Missouri demand 46,000 repay unemployment overpayments spurs bipartisan angst

(The Center Square) — Missouri overpaid about 46,000 people more than $150 million in unemployment benefits in 2020 and the state’s Department of Labor and Industrial Relations (DLIR), supported by Gov. Mike Parson, wants the money back.

Rep. Doug Clemens, D-St. Ann, has filed House Bill 1035, which would require the DLIR “to waive non-fraudulent overpayments of federally supported unemployment benefits.”

Rep. Peter Merideth, D-St.
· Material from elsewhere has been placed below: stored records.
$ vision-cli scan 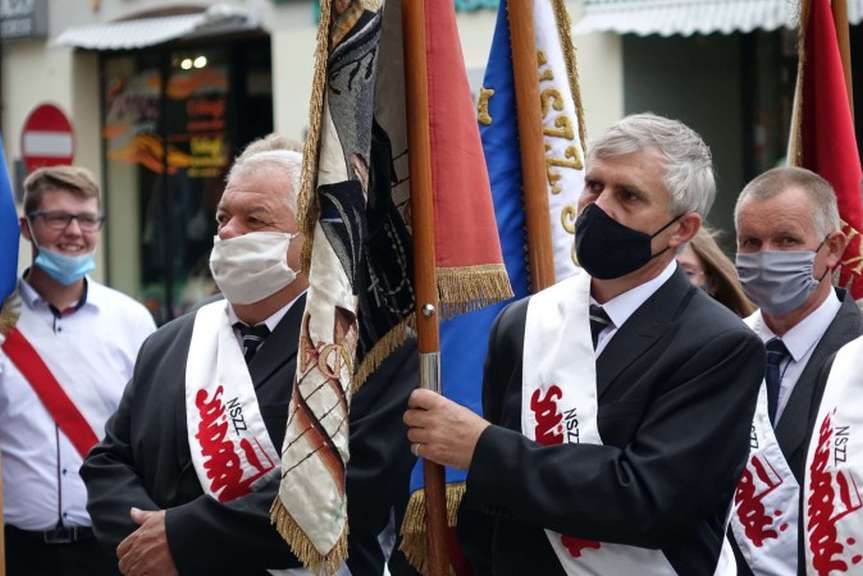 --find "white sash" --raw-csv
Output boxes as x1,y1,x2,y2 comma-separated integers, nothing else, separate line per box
186,300,279,502
731,382,800,576
186,300,338,576
521,270,736,576
803,337,863,576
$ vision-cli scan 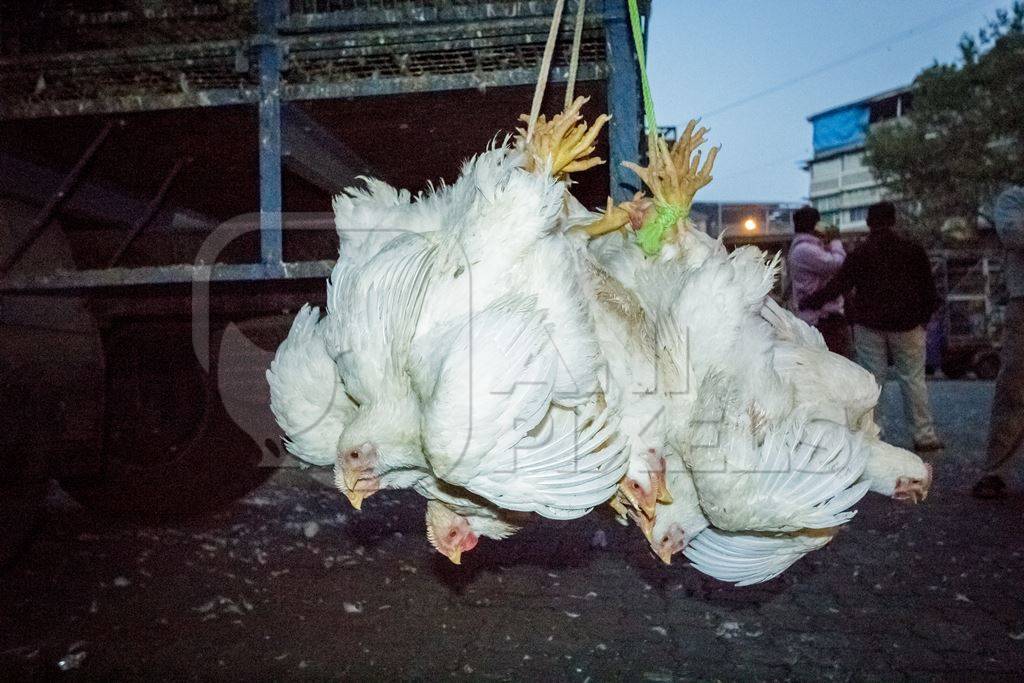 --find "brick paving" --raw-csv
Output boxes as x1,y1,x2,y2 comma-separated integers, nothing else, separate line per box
0,382,1024,681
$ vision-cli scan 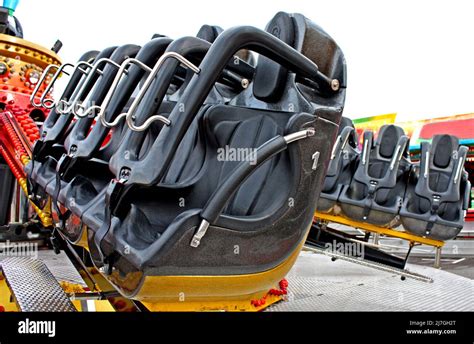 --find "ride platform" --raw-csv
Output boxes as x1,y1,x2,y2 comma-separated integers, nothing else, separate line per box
0,248,474,311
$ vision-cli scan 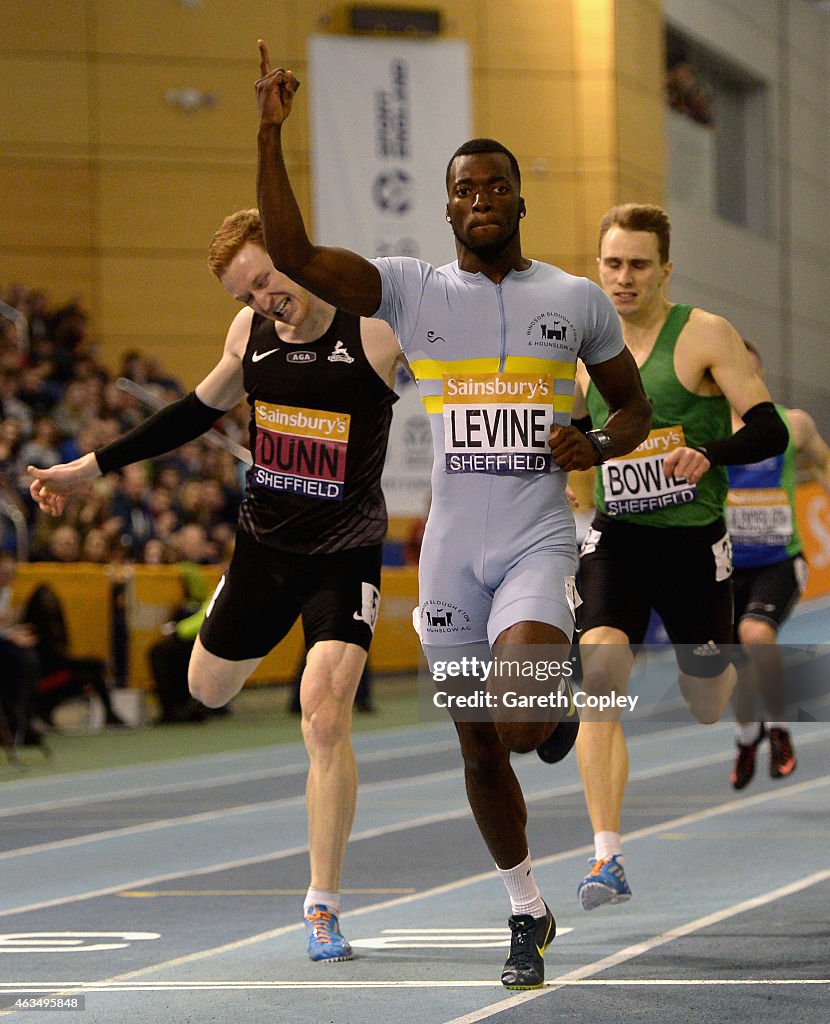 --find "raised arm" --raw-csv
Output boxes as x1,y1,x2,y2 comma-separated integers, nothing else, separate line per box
256,39,381,316
663,310,788,483
27,309,251,516
551,348,651,470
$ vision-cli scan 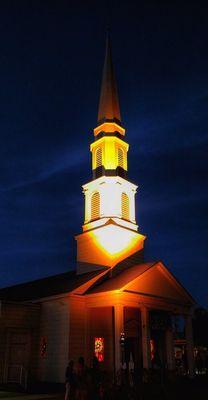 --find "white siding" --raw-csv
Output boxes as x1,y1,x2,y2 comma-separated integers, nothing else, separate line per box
39,298,69,382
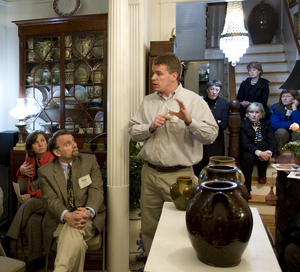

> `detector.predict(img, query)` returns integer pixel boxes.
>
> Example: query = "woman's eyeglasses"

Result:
[209,88,220,93]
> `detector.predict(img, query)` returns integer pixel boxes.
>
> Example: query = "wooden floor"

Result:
[0,215,275,272]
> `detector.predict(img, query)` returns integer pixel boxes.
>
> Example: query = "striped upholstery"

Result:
[0,256,26,272]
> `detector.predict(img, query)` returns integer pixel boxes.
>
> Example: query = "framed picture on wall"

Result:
[294,12,300,39]
[288,0,298,8]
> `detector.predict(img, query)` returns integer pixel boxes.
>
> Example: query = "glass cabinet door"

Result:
[24,30,106,137]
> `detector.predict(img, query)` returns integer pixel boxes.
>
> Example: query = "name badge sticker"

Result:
[167,113,178,123]
[78,174,92,189]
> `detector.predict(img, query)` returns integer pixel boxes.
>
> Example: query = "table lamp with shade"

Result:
[9,98,39,150]
[279,60,300,90]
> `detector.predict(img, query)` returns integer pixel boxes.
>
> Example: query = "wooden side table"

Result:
[275,155,300,254]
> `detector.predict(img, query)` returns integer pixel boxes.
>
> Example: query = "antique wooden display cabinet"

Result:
[11,14,107,216]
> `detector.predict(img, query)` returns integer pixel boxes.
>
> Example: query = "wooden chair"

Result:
[15,177,28,261]
[0,187,26,272]
[45,225,106,272]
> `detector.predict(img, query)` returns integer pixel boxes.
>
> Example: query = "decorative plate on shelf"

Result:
[52,86,69,104]
[94,111,104,122]
[73,36,94,59]
[25,87,47,104]
[92,34,103,58]
[52,0,81,17]
[25,117,45,133]
[69,85,88,103]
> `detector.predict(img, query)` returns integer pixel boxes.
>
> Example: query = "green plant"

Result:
[129,140,145,210]
[281,123,300,159]
[101,140,144,210]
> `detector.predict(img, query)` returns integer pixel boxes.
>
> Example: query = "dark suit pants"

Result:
[6,198,45,261]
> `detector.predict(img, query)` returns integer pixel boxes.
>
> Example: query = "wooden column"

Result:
[107,0,130,272]
[228,99,241,164]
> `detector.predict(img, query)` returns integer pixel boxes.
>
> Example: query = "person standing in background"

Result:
[236,61,270,120]
[193,80,229,177]
[240,102,276,199]
[128,54,218,254]
[270,89,300,157]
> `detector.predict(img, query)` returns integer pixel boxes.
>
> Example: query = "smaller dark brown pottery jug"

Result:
[170,176,196,211]
[198,156,246,184]
[186,180,253,267]
[248,0,278,44]
[195,164,248,202]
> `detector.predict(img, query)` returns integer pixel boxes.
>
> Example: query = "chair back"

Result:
[0,187,26,272]
[17,177,28,195]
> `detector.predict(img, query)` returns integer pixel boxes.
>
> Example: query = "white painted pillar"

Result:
[107,0,130,272]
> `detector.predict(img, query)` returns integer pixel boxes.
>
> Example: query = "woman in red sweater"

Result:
[1,131,54,271]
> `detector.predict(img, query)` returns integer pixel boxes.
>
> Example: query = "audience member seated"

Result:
[193,80,229,177]
[240,102,276,199]
[1,131,54,271]
[236,61,270,120]
[270,89,300,157]
[38,130,106,272]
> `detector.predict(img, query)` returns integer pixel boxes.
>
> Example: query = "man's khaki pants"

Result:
[53,219,96,272]
[141,163,194,255]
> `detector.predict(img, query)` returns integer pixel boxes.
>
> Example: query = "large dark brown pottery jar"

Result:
[170,176,196,211]
[248,0,278,44]
[198,156,246,184]
[195,164,248,202]
[186,180,253,267]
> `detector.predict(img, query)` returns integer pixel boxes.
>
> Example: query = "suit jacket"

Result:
[38,154,106,253]
[240,118,276,154]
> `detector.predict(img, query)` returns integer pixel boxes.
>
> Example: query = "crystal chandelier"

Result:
[220,1,249,66]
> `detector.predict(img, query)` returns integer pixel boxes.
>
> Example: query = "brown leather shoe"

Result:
[258,177,267,184]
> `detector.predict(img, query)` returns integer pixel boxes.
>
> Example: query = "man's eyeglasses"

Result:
[208,88,220,93]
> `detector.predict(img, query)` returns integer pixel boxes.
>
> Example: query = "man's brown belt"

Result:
[147,162,189,172]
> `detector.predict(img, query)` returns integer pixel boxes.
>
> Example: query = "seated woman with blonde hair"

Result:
[270,89,300,156]
[240,102,276,199]
[0,131,54,272]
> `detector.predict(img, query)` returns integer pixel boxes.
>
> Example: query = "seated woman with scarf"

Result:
[240,102,276,199]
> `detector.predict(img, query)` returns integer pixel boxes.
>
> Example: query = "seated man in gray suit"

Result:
[38,130,106,272]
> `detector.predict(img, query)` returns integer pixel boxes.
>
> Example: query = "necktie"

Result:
[67,164,75,211]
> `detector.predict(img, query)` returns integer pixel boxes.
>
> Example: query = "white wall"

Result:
[0,0,108,131]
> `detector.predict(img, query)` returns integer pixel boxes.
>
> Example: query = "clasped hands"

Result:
[149,98,192,133]
[259,151,272,161]
[20,162,33,177]
[64,207,91,230]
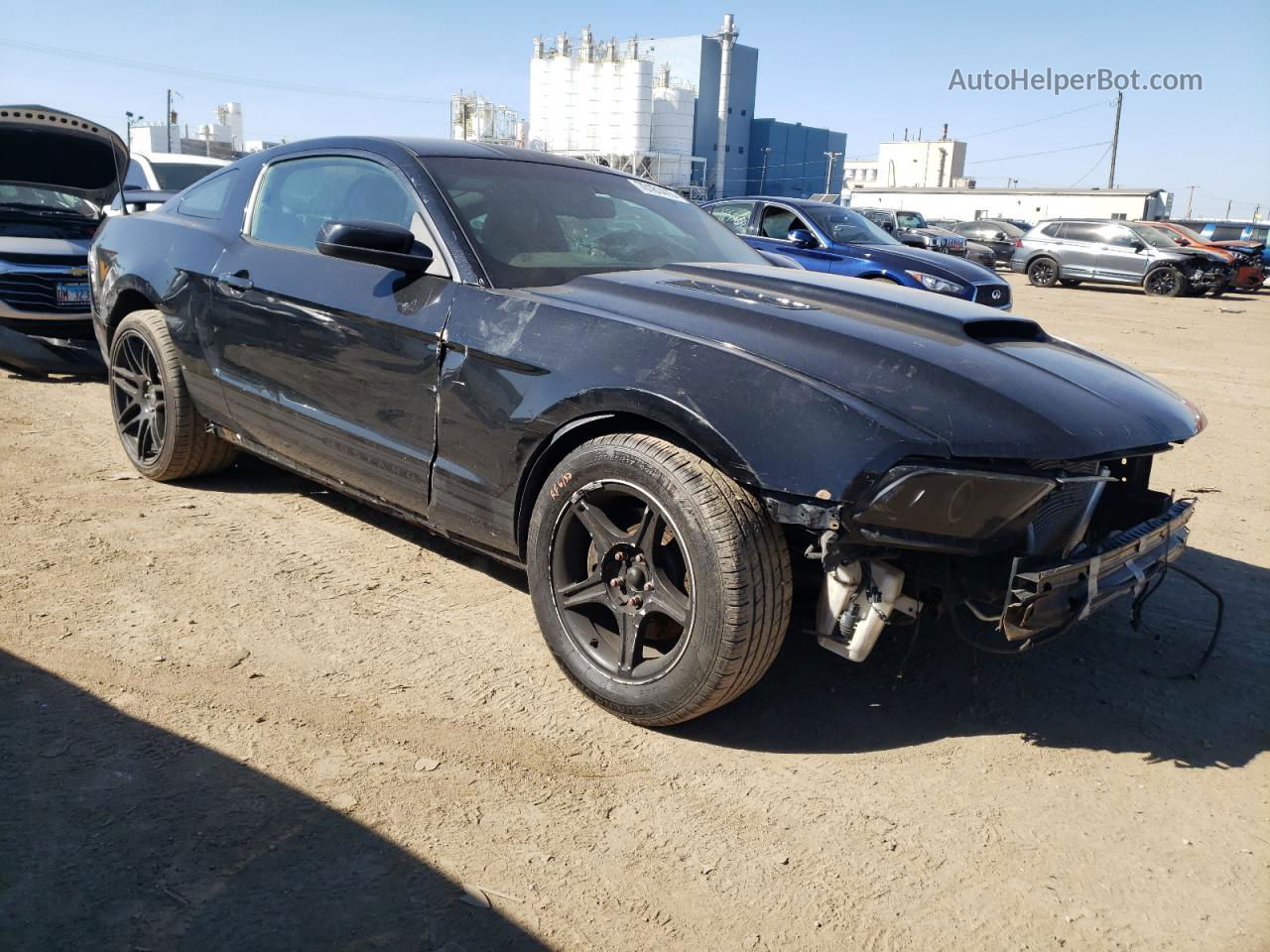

Louis, has sponsored a resolution, HCR 30, that says Missourians who didn’t commit fraud should not have to repay money, because the state made the error.

Although neither has been assigned to committees for hearings, if a discussion before the Missouri House Special Committee on Government Oversight this week is an indication, there is bipartisan support in the Republican-controlled Legislature to hold those who inadvertently received overpayments from the state harmless.

During a three-hour exchange before the panel Tuesday, LLIR Director Anna Hui said Missouri paid out $236 million in unemployment benefits in 2019.

That number increased more than 20 times to $5.1 billion in 2020 because of the pandemic, including about $150 million in over-payments to about 46,000 Missourians, she said.

Hui said reimbursement for unemployment payments is standard procedure and that the LDIR will work with those who received overpayments on repayment plans.

She said repayment plans “can cover a number of different things whether it’s offset against future benefits, offset against tax returns, refunds or again, we establish a payment plan.

During the hearing, Hui was peppered with personal accounts with Rep. Richard Brown, D-Kansas City, noting a woman he knows has received a letter from LDIR asking her to repay $23,000.

Rep. John Eggleston, R-Maysville, read a letter from a Missouri teacher who the LDIR is demanding $9,000 in repayments “because of the state’s error,” adding the teacher told him she wishes had been denied unemployment right from the start.

“I think we need to figure out a way to let these people keep this money because ultimately they’re never going to trust us again if we don’t,” said Rep. Tony Lovasco, R-O’Fallon.

Entering into the 2021 legislative session, which began Jan. 6 and ends in May, Republican leaders in the statehouse realized the DLIR’s repayment policy could inadvertently further hurt Missourians who are already suffering because of the pandemic.

“It’s an issue and we need to work through it,” said Senate Majority Leader Caleb Rowden, R-Columbia, telling the St. Louis Post-Dispatch in January that he doubts the state will recover the vast majority of the money

“If it’s what we think it looks like,” he said, “the state’s probably going to have to eat it.”

Of course, much of the unemployment assistance money is derived from two federal relief packages that have been adopted since March. Both include provisions that allows states to waive repayments of the assistance unless fraud is detected.

On Thursday, however, Parson backed the DLIR and said the money should be paid back, lending his support to Hui’s repayment plan proposal.

“I don’t think if there’s a mistake made on both sides there ought to be some mutual understanding of how we make up that difference,” Parson said. “So if that means somebody paying something off over a five-year period of time or whatever the time slots are, if they know they’ve got it and can then they should.”